Speaking at a “virtual summit” of G20 leaders on Tuesday, Chinese dictator Xi Jinping gave a speech stressing the “shared future” of humanity and demanding leadership in the “global war” against the Wuhan coronavirus.
Needless to say, Xi’s speech did not address the origins of the virus or the Chinese Communist Party’s (CCP) role in spreading it. Instead, Xi framed all such questions as petty squabbling that distract from the urgency of controlling the pandemic.
The CCP’s party-controlled People’s Daily went overboard hammering Xi’s themes home by mixing lines from his speech with quotes from other speeches, exchanges with world leaders, and open letters he has written. This had the unintended effect of spotlighting how Xi and other CCP officials keep repeating the same lines over and over again, all of them effectively translating to “stop blaming China for the virus, stop questioning our absurd claims to have beaten it after only a few thousand infections, and give us a position of global leadership as the world’s top coronavirus fighters.”
“Viruses do not respect borders, nor do epidemics discriminate between races. Humanity is a community with a shared future. Only by cooperating and responding together can the international community overcome this pandemic,” Xi said, a pure distillation of the CCP’s narrative that quarantining China at any point during the pandemic was tantamount to mindless xenophobia.
People’s Daily followed up this snippet by quoting Xi repeating the same line, with only minor variations in wording, to everyone from billionaire Bill Gates to German Chancellor Angela Merkel.
“Guided by the vision of a global community with a shared future, the Chinese government has maintained an open, transparent, and responsible attitude and held no reservations about sharing its best practices in prevention, control, and treatment of the virus with the WHO and the international community.
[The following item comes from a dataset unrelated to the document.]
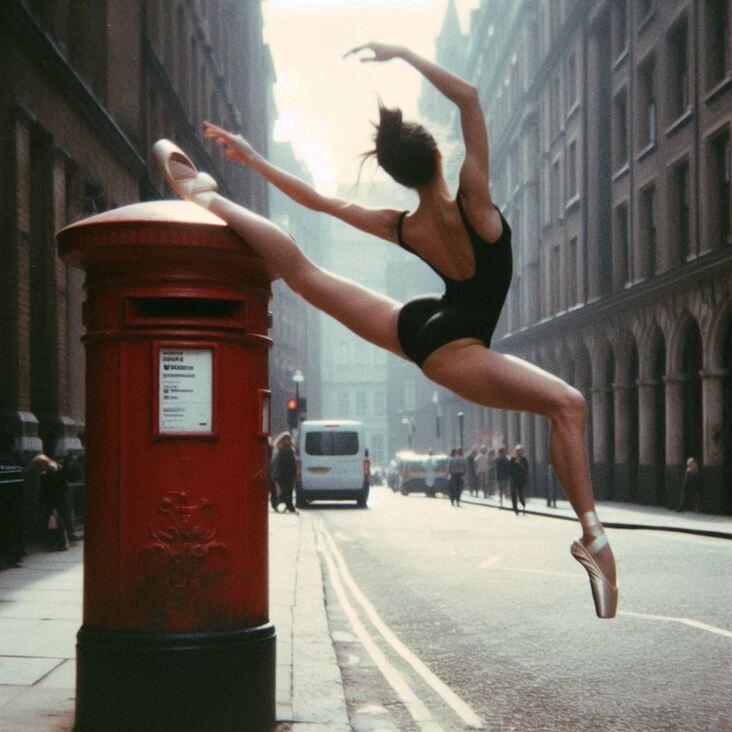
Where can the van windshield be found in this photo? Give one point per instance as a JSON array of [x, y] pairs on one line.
[[331, 443]]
It has actively engaged in international cooperation on fighting the pandemic to resolutely protect the lives and health of the Chinese people as well as the lives and health of the people of the world,” Xi claimed, unintentionally reinforcing criticism of the World Health Organization’s irresponsible parroting of false information from China during the early stages of the pandemic.
This, again, was followed up by the People’s Daily with quotes of Xi making the same claims of transparency to various world leaders despite mountains of evidence to the contrary, and mountains of dead bodies from the virus China exported.
“In these times of adversity, China appreciates the understanding and support of the international community. The Chinese people shall not forget this, and the Chinese nation is grateful and knows how to reciprocate. China will always provide as much support as possible to the international community in combating the pandemic,” Xi said.
This was both an effort to push the CCP’s narrative of a grateful world swooning in appreciation for China’s leadership and a subtle warning that Beijing will remember and reward its allies while punishing its enemies.
“China has taken timely, decisive, and effective measures in the fight against the virus, and it has not only been responsible for the health of its own people, but also contributed to global public health. China has made tremendous sacrifices to fight the pandemic, a fact that has been recognized by the global community,” Xi concluded, polishing off the narrative the CCP requires the rest of the world to accept.
The CCP is banking heavily on a frightened world facing an avalanche of secondary crises arising from the coronavirus pandemic, led by nervous executives who lack the degree of absolute control over disgruntled citizens that Xi enjoys.
For example, at the same G20 virtual meeting, the United Arab Emirates warned about a massive hunger crisis, and the United Nations on Tuesday feared famines of “biblical proportions” would sweep across the impoverished nations of the world, nearly doubling the number of people living in hunger.
China’s not-so-subtle message is that no one can afford the cost of holding the CCP accountable for its deadly mendacity, and indeed other nations would suffer far more damage from a political and economic conflict than the brutal authoritarians in Beijing, who are presenting themselves as the only major industrial power to have largely recovered from the pandemic at present.